Was nie zielführend war, kehrt hier zum Exzess gesteigert wieder: Cassiers verfolgt die Idee, einen unbekannten, seit 1899 in Brüssel befindlichen, schwer zugänglichen Monumentalfries des Antwerpener Bildhauers Jef Lambeaux zum Signet von Wagners Tetralogie zu stilisieren. Seit dem „Rheingold“ schleppt die Inszenierung einen in Scheiben gesägten Kunstharzabguss mit sich herum. In Schaukästen geschichtet, die auch als Podien dienen, treten vor allem kräftige, sich windende Gliedmaßen hervor. Zeitgenössische Kritik sollte keineswegs als Maßstab aller Dinge gelten, und doch kommt man nicht darum herum, sie in diesem Fall als treffend zu empfinden. Lambeaux’ Konzept einer weltlichen Antwort auf Michelangelo sei kindisch, urteilte sie. „Es ist gleichzeitig chaotisch und unklar, aufgebläht und anmaßend, pompös und leer“, schrieb damals die Zeitschrift „L’art moderne“. Leider hat sich Regisseur Cassiers mit dem nachgebildeten Fries die gleichen Vorwürfe ins Haus geholt – vor allem den letzteren.

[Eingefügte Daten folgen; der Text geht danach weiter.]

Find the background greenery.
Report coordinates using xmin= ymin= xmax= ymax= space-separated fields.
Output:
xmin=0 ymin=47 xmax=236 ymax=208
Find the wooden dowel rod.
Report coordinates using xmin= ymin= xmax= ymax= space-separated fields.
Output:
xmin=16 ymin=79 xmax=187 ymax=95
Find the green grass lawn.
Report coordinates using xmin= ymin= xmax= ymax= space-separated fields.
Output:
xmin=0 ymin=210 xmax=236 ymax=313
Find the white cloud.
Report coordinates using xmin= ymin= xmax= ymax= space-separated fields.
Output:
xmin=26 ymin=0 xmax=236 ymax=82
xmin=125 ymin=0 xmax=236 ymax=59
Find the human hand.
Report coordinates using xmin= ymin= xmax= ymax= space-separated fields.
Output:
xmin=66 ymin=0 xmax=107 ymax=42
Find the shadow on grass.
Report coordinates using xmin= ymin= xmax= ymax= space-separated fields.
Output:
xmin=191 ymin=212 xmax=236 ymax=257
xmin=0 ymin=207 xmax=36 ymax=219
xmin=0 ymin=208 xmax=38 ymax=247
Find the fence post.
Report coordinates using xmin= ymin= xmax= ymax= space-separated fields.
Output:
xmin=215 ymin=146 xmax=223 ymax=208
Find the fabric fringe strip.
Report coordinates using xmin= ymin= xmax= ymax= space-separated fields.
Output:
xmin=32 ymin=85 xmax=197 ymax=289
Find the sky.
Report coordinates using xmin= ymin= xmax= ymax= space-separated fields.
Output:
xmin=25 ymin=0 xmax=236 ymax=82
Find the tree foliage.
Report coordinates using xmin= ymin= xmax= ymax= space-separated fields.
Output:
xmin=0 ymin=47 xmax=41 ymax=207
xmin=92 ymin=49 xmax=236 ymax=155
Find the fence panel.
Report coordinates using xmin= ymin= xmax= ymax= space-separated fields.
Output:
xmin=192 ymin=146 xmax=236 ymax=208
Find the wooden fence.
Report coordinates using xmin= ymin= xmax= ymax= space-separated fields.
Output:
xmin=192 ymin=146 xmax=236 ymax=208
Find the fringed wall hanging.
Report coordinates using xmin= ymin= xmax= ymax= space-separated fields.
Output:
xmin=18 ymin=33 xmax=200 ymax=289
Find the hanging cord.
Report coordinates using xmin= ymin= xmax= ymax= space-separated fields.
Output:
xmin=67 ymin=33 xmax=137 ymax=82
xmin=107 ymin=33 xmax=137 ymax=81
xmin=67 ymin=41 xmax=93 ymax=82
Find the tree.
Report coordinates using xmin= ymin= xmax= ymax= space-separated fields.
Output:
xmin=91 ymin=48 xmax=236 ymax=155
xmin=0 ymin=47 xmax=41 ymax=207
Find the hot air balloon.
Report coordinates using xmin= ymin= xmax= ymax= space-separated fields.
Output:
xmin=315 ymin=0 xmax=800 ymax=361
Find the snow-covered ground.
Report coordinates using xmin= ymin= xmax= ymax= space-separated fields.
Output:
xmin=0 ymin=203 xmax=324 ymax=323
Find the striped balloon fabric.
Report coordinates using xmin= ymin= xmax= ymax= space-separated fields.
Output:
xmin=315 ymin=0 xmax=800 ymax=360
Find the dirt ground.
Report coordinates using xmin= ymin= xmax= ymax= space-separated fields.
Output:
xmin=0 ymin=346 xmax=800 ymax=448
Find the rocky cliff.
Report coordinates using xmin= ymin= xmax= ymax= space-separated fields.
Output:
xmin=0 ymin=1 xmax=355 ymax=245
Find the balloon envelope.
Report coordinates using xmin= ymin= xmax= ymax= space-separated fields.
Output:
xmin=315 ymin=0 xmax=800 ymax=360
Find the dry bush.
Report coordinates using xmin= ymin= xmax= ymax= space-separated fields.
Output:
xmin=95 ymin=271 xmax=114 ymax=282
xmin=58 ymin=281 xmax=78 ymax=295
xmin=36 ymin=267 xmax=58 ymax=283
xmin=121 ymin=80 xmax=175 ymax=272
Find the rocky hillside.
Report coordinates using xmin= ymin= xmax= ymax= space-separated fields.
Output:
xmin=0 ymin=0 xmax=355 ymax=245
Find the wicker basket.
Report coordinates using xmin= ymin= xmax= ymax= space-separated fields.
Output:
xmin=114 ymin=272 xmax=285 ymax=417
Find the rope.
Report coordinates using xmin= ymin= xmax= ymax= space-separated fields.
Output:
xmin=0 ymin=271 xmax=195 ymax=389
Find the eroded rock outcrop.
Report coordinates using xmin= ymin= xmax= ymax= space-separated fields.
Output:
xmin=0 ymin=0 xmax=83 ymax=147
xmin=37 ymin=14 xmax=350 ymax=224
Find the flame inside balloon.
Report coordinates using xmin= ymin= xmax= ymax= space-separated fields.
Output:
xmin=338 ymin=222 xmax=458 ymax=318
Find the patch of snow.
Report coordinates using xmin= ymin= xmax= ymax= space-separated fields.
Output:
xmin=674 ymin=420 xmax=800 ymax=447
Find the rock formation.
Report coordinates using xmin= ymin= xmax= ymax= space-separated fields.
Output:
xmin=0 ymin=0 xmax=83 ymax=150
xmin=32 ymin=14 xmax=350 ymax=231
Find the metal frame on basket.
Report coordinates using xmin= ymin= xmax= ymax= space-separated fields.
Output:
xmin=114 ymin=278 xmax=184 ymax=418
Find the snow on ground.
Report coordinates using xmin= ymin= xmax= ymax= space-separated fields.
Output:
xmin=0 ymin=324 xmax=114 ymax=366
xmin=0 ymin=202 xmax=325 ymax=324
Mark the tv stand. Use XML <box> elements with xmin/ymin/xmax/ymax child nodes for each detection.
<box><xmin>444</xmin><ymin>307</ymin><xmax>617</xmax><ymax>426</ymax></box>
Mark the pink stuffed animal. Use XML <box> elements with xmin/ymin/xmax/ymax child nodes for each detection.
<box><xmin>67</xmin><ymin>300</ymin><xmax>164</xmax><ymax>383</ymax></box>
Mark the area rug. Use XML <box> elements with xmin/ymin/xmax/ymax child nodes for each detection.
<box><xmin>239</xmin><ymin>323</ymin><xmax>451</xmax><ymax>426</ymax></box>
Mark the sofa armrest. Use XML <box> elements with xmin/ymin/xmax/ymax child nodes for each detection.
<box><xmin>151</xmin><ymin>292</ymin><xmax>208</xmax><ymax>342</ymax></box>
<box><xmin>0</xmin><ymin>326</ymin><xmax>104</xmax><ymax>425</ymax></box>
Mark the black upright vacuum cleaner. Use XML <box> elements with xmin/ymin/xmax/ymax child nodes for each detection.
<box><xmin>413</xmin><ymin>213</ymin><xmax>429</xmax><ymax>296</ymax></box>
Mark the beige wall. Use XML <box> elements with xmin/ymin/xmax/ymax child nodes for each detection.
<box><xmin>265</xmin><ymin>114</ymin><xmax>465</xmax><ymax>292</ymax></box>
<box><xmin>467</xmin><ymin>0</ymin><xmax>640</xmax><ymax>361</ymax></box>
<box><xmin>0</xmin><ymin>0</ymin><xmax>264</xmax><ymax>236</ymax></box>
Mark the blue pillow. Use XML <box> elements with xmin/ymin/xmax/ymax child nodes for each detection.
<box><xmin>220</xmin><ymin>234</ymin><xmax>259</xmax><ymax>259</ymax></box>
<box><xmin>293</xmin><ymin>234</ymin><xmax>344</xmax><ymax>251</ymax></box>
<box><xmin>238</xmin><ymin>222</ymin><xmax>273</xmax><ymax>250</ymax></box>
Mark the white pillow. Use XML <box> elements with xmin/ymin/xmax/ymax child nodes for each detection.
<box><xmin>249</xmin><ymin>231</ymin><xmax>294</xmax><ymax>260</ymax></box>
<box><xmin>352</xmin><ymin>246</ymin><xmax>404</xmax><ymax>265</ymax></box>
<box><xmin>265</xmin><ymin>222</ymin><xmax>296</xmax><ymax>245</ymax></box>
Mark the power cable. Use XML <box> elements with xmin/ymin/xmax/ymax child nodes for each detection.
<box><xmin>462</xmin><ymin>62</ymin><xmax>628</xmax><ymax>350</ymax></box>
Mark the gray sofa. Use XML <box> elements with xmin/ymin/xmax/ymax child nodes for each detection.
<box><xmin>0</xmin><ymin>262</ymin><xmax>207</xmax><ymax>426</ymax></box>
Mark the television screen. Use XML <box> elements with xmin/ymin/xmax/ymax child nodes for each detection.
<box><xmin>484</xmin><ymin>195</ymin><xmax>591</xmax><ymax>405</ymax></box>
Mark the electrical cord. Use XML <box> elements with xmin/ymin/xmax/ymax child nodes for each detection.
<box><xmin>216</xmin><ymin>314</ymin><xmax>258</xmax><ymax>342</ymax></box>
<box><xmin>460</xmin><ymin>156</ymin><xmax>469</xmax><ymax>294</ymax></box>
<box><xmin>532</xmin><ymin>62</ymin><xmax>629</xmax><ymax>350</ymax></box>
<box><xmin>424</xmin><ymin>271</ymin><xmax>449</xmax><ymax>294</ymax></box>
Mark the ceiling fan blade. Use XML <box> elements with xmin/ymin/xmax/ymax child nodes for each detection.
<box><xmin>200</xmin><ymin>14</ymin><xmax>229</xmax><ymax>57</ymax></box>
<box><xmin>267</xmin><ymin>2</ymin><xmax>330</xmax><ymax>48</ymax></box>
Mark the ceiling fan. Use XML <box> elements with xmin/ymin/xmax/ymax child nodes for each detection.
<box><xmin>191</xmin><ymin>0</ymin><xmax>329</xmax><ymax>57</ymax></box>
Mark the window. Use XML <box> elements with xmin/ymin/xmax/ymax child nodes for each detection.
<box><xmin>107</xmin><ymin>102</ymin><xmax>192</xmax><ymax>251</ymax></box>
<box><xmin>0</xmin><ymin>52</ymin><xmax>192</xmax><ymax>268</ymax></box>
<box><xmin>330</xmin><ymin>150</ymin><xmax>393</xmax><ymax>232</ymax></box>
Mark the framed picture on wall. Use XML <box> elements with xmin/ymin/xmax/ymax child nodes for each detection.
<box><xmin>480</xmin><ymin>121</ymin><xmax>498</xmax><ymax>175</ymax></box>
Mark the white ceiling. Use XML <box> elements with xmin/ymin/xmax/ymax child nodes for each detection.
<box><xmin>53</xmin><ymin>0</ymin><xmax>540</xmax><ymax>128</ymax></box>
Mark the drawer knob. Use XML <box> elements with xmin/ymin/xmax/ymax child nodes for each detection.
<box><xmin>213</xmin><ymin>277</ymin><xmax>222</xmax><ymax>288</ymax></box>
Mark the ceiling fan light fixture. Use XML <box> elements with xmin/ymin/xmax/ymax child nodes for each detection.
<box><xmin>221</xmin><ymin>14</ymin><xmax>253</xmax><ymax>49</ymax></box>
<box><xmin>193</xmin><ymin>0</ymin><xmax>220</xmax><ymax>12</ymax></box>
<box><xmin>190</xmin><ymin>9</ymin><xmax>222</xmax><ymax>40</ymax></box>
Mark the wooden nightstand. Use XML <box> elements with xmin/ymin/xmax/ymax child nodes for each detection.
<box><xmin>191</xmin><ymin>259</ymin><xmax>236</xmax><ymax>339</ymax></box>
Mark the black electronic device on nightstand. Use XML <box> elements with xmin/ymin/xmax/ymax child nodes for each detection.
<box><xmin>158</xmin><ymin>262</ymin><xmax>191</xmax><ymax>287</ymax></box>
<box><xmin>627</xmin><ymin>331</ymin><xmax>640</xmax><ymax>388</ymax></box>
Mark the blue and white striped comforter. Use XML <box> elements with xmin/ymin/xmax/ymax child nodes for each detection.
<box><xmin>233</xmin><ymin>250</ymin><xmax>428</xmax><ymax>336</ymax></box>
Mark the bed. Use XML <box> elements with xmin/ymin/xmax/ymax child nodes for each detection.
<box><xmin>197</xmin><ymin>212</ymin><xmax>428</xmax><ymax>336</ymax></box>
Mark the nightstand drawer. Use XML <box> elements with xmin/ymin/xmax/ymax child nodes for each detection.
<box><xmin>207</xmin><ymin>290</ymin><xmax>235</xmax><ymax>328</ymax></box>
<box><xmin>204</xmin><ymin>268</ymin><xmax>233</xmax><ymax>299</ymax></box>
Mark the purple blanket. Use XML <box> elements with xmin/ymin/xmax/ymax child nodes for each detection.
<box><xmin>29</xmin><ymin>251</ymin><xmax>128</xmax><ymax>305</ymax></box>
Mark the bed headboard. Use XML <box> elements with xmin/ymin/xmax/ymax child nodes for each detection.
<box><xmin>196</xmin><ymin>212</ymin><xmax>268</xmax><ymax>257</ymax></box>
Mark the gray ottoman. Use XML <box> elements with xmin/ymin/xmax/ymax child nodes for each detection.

Das Beste an Lambeaux’ gewaltigem Körperzerrbildnis ist zweifellos sein Name, „Les passions humaines“. Nur zu gerne würde man eine von menschlichen Leidenschaften durchpulste „Götterdämmerung“ sehen, in diesen sechs Stunden erleben, wohin es die von den Göttern allein gelassenen Erdlinge reißt: beladen mit dunklem Erbe, ringend mit schon kaum mehr nachvollziehbaren Ritualen und Runen. Ächzend werden immer und immer wieder Scheiben vom Fries auf die Bühne geschoben – und kein Theatergott kann diesem zum Haareraufen ungelenken Treiben ein Ende bereiten. Ob fades Gefummel der Nornen oder mühsames Aufbäumen der Sänger gegen ihre Freiheit entziehenden Kostüme vor dem unentwegten Hintergrundmorphen von Wasser zu Feuer: Musiktheater ist das nicht. Da ist man schon dankbar für unbeabsichtigte Spitzen, wie die sich über Brünnhilde herabsenkenden Speere, die an die Hinterlassenschaften der Vergangenheit erinnern, die gegenwärtig die Heimkehr der Staatsoper ins Haus Unter den Linden verzögern. Pfähle im Sitzfleisch der Bauverwaltung.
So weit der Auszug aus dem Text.